It’s only the former definition that would allow an AI model to have been trained on someone else’s data
There are yet more definitions of "theirs". For example, data whose provenance can be traced back to Anna's Archive.
So the data is legally owned by the book authors, possessed by Anna's Archive, and downloaded for training usage by the AI companies. Every person in that chain could, linguistically speaking, correctly refer to the data as "theirs", or refer to the data of a different entity as "theirs".
You are being granted a license to use the data.
But no one else is obligated to ignore the definitions of words that you're choosing to ignore, so the rest of us will go on saying it's their data.
We're not talking abstract language concepts, this is a specific case. The data was taken without license/rights/approval. It's stolen. AA calling it "our data" is disingenuous. Legally it isn't theirs. While you could use "ours"/"theirs" loosely in English, they knew it wasn't true in a legal sense when publishing this.
I found an abandoned bicycle 10 years ago. I have since replaced nearly all parts of it. I would give it back if you can prove it is yours but who owns the bicycle of theseus is more of an opinion.
I refer to it as my bicycle.
The chop shop well might.
Or, if I steal your car, and then go on to use it daily for the next 10 years, at some point everyone I know will refer to it as "my" car even if they're all entirely aware it was stolen.
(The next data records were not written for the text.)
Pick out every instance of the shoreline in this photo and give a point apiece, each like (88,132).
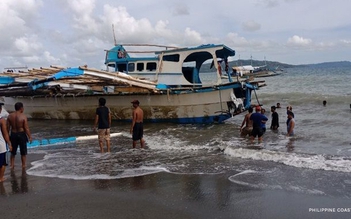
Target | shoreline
(161,195)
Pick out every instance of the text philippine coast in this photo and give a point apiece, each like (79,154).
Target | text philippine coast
(329,210)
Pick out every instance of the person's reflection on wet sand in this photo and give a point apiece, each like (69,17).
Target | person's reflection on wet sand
(2,189)
(23,188)
(290,145)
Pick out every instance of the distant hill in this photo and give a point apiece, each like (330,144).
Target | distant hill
(330,64)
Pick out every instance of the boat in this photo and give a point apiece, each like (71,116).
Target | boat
(253,71)
(170,86)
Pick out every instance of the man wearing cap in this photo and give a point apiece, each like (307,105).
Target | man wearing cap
(17,125)
(137,129)
(257,119)
(4,138)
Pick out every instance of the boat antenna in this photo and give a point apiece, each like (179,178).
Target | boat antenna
(114,35)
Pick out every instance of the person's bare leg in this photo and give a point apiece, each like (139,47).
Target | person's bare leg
(252,138)
(12,161)
(2,173)
(23,159)
(108,144)
(142,143)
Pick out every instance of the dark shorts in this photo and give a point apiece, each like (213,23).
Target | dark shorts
(3,161)
(138,131)
(257,132)
(19,139)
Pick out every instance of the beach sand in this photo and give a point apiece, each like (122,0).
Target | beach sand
(161,195)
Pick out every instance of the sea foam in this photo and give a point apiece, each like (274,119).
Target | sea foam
(320,162)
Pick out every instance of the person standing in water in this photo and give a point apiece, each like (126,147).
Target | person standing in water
(247,123)
(275,118)
(103,122)
(257,119)
(290,124)
(17,125)
(137,129)
(4,139)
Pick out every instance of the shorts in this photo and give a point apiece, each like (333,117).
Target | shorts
(19,139)
(138,131)
(246,131)
(257,132)
(103,134)
(3,161)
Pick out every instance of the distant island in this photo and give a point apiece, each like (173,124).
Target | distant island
(274,64)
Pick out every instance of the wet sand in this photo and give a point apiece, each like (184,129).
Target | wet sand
(162,195)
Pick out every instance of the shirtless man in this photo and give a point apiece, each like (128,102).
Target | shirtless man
(17,125)
(137,124)
(248,124)
(4,139)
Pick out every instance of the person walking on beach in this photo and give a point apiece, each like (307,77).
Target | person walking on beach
(137,129)
(4,139)
(257,119)
(17,125)
(290,124)
(275,118)
(289,109)
(103,124)
(263,124)
(244,131)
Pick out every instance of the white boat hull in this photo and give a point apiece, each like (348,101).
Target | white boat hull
(194,107)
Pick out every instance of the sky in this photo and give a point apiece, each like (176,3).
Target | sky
(71,33)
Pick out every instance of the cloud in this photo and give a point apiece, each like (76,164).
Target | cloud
(250,26)
(180,9)
(27,45)
(298,41)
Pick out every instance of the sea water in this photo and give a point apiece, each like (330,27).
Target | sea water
(317,160)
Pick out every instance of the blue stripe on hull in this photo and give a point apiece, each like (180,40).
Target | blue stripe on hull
(197,120)
(52,141)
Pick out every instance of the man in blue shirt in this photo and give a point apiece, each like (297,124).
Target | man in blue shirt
(257,119)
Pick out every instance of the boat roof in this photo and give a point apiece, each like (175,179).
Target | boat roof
(222,51)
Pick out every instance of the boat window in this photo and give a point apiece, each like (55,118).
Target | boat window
(171,58)
(131,67)
(140,66)
(151,66)
(121,67)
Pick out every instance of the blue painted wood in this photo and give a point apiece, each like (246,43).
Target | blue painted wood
(51,141)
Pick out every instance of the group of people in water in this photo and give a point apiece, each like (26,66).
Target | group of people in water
(102,125)
(254,123)
(15,132)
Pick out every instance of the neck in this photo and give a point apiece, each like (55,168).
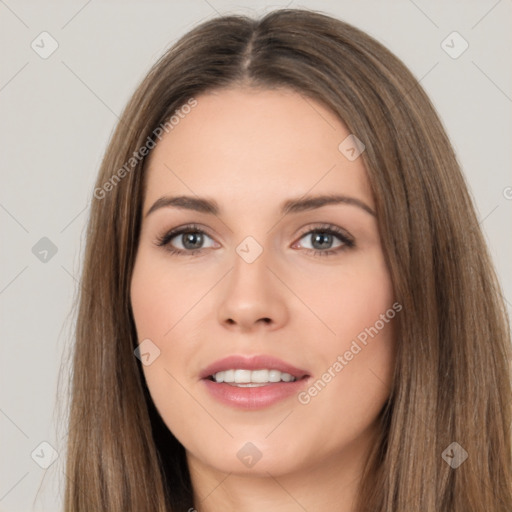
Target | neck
(331,484)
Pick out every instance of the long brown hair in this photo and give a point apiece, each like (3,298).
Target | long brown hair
(452,378)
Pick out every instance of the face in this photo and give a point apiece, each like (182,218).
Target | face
(287,301)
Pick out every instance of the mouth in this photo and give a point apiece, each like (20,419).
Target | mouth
(253,382)
(253,378)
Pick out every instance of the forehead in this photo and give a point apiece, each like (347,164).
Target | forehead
(257,146)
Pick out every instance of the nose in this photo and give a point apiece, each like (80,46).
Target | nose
(253,296)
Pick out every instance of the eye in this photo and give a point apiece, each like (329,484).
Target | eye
(323,237)
(191,239)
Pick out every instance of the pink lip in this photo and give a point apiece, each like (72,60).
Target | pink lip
(251,363)
(253,397)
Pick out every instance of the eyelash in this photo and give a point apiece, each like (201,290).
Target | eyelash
(329,229)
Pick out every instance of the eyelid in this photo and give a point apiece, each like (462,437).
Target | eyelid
(332,229)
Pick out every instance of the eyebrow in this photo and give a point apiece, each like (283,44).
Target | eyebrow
(300,204)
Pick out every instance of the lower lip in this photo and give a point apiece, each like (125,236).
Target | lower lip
(253,397)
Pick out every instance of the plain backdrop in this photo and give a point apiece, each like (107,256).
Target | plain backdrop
(57,114)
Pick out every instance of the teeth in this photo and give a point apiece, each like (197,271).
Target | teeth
(252,378)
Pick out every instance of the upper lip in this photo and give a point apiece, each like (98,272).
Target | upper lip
(252,363)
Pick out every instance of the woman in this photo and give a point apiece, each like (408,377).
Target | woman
(221,360)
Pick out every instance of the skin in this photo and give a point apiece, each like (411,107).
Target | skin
(250,151)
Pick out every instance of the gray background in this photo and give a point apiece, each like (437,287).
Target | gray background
(56,118)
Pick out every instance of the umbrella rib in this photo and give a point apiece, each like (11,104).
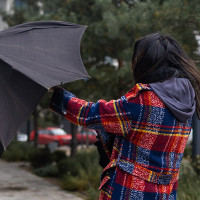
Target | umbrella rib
(34,61)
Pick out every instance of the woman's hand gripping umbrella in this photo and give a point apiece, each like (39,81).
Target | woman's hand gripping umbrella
(34,57)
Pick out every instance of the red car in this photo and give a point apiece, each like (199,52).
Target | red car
(52,134)
(81,136)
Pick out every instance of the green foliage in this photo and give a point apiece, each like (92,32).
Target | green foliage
(18,151)
(86,173)
(59,155)
(40,158)
(92,193)
(112,33)
(47,171)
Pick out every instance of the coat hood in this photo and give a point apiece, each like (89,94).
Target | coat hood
(178,95)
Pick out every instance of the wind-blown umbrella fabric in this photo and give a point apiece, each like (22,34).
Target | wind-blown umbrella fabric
(34,57)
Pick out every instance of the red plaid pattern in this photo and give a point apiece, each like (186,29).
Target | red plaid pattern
(148,147)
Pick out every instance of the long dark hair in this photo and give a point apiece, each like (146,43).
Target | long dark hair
(157,57)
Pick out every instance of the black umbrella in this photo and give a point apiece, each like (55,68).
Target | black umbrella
(33,58)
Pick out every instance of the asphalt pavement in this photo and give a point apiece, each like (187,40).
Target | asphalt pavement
(16,183)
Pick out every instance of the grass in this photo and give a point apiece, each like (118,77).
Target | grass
(82,173)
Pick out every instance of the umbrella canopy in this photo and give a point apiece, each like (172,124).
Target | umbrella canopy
(34,57)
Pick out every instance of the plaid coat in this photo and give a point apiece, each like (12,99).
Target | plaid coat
(148,147)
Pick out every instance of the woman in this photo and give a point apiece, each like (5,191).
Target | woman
(150,124)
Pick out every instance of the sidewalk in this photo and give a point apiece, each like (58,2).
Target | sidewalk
(18,184)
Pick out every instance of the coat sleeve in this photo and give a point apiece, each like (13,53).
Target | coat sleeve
(113,116)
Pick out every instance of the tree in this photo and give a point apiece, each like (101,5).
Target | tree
(113,27)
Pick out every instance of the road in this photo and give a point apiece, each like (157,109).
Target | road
(18,184)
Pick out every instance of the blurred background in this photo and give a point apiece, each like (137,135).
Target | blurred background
(106,49)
> they knew it wasn't true in a legal sense when publishing this
I'm not sure why you're expecting the operators of a pirate site to use legally rigorous terms to refer to themselves in a blog post. This is an error in your expectations, not their terminology.
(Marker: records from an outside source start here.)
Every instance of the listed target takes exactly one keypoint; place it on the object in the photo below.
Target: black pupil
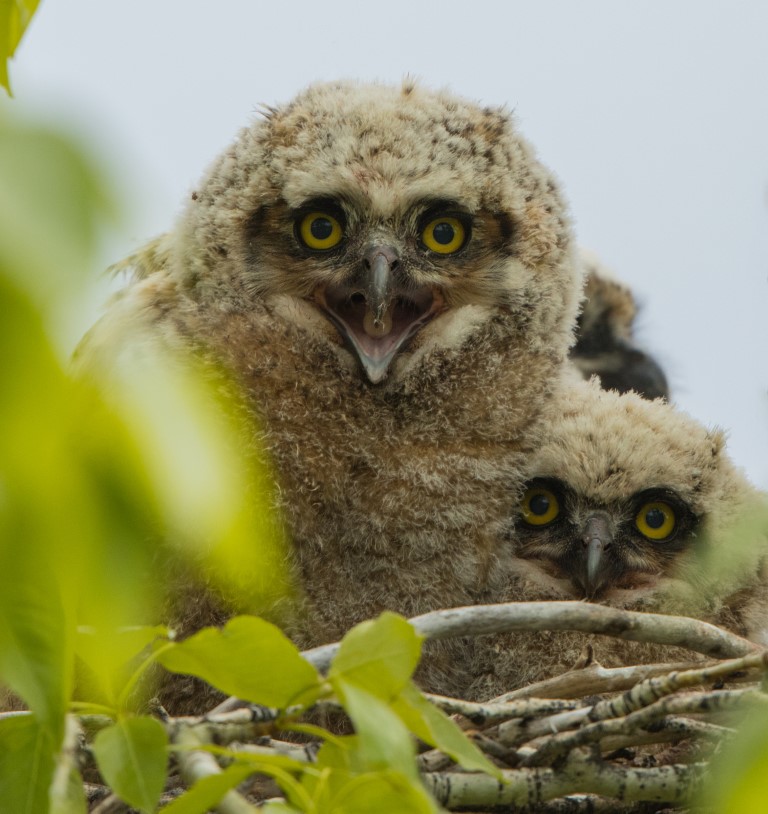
(443, 233)
(539, 505)
(321, 228)
(655, 518)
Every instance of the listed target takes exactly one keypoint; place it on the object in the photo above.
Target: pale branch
(652, 689)
(195, 763)
(481, 620)
(519, 731)
(490, 712)
(577, 774)
(667, 730)
(690, 704)
(112, 804)
(594, 679)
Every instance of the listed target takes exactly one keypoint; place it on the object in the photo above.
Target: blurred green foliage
(94, 475)
(15, 16)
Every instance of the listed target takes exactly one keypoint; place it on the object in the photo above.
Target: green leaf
(15, 16)
(383, 742)
(35, 634)
(378, 655)
(206, 793)
(27, 763)
(383, 793)
(132, 757)
(434, 727)
(736, 782)
(48, 187)
(105, 656)
(249, 658)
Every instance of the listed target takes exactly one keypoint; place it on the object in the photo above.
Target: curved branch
(481, 620)
(529, 787)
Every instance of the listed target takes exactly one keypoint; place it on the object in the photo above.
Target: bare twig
(195, 764)
(578, 773)
(490, 712)
(594, 679)
(562, 743)
(480, 620)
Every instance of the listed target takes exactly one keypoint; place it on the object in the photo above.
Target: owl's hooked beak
(376, 312)
(595, 566)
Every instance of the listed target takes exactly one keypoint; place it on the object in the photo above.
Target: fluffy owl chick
(632, 504)
(606, 345)
(387, 272)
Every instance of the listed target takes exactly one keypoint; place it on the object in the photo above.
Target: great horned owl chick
(388, 274)
(606, 345)
(630, 503)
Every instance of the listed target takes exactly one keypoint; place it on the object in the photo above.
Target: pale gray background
(654, 115)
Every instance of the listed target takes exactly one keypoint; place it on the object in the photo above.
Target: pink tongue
(377, 328)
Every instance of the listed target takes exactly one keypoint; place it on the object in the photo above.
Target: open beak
(376, 313)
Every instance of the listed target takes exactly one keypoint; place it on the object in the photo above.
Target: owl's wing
(605, 336)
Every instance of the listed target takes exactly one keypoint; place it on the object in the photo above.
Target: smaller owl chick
(633, 504)
(605, 336)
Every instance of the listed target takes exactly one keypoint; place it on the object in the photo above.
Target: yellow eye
(656, 520)
(540, 506)
(320, 231)
(444, 235)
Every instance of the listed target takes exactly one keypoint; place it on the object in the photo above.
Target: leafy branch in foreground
(525, 752)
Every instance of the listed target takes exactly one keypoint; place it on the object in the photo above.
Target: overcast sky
(654, 115)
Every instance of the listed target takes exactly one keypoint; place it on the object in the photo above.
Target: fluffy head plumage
(382, 160)
(394, 461)
(606, 455)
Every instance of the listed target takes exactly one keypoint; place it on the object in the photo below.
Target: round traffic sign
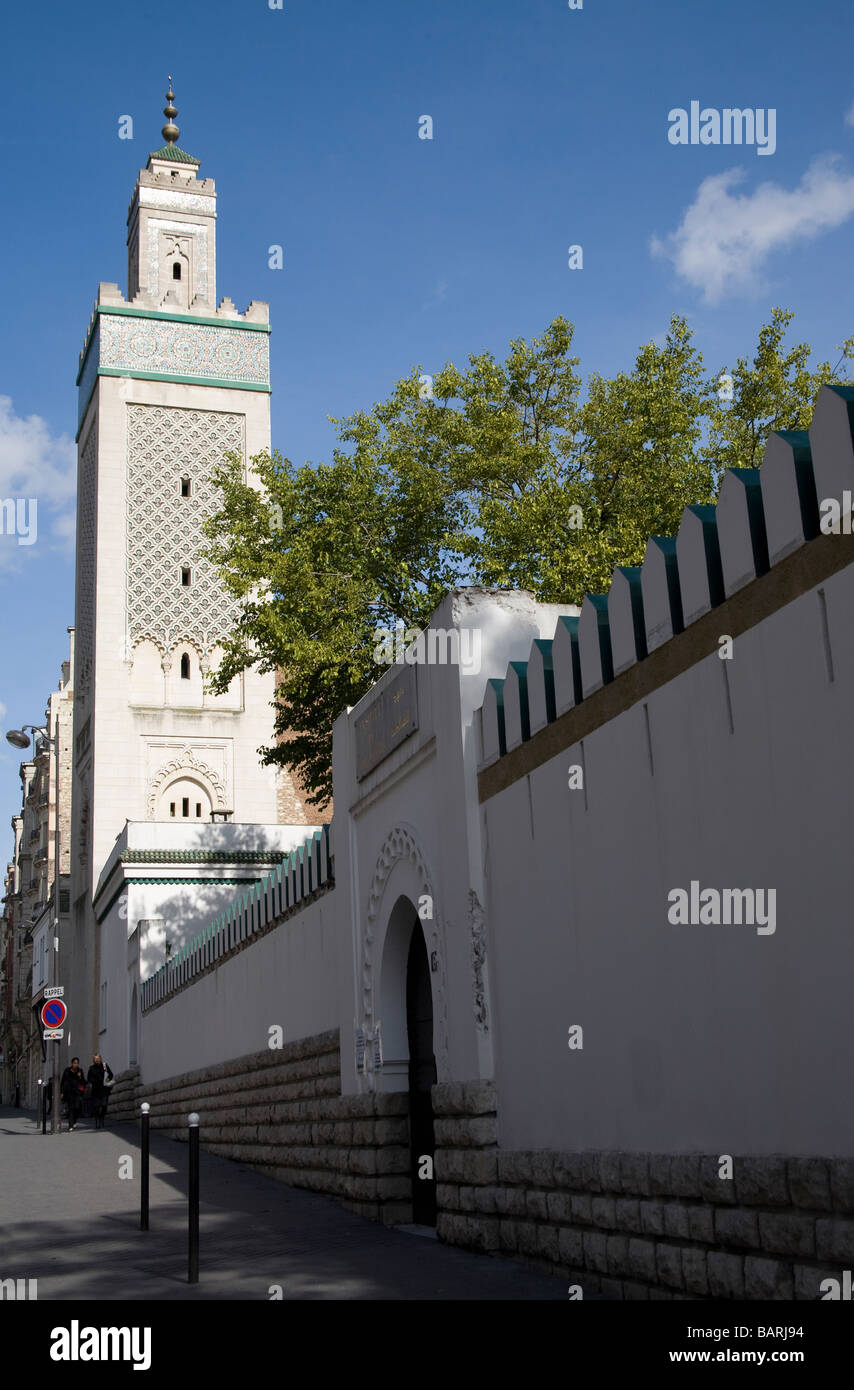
(53, 1014)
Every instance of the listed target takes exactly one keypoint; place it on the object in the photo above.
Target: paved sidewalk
(68, 1221)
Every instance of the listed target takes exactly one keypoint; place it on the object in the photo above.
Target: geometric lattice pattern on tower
(164, 530)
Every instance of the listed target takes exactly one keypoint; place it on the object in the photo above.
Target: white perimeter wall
(287, 977)
(696, 1037)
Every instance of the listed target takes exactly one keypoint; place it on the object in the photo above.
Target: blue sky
(550, 129)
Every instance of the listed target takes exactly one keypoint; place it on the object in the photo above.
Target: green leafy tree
(501, 476)
(776, 391)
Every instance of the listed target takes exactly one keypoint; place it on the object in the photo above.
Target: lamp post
(20, 738)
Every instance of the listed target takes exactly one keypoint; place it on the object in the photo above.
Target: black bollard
(192, 1265)
(143, 1173)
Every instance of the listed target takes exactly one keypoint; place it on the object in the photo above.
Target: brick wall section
(283, 1114)
(643, 1225)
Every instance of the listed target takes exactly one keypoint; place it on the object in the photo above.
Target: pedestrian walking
(73, 1089)
(99, 1080)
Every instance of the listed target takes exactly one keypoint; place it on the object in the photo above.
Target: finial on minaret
(170, 131)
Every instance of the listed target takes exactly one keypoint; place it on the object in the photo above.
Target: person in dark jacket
(100, 1080)
(73, 1089)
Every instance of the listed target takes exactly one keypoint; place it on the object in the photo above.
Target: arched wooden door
(422, 1077)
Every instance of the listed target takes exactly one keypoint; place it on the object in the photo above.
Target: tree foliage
(502, 476)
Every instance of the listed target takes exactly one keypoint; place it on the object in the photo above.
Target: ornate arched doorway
(422, 1077)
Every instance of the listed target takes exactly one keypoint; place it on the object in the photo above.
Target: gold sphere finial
(170, 131)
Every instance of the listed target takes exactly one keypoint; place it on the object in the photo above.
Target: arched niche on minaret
(146, 676)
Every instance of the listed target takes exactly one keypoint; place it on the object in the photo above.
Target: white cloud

That's incorrect. A license violation isn't theft. Theft deprives others of their property, that's not what's going on here. Intellectual property is a fictional "ownership" that provides value to society, but it is much newer and different than the actual ownership of property.
No one actually owns a collection of words or ideas or thoughts.
Possession is 9/10 of the law - if you have a copy, you have possession, and thus you have SOMETHING and LEGALLY it is considered yours (now whether you legally obtained it is a different story and THAT is where charges stem from.)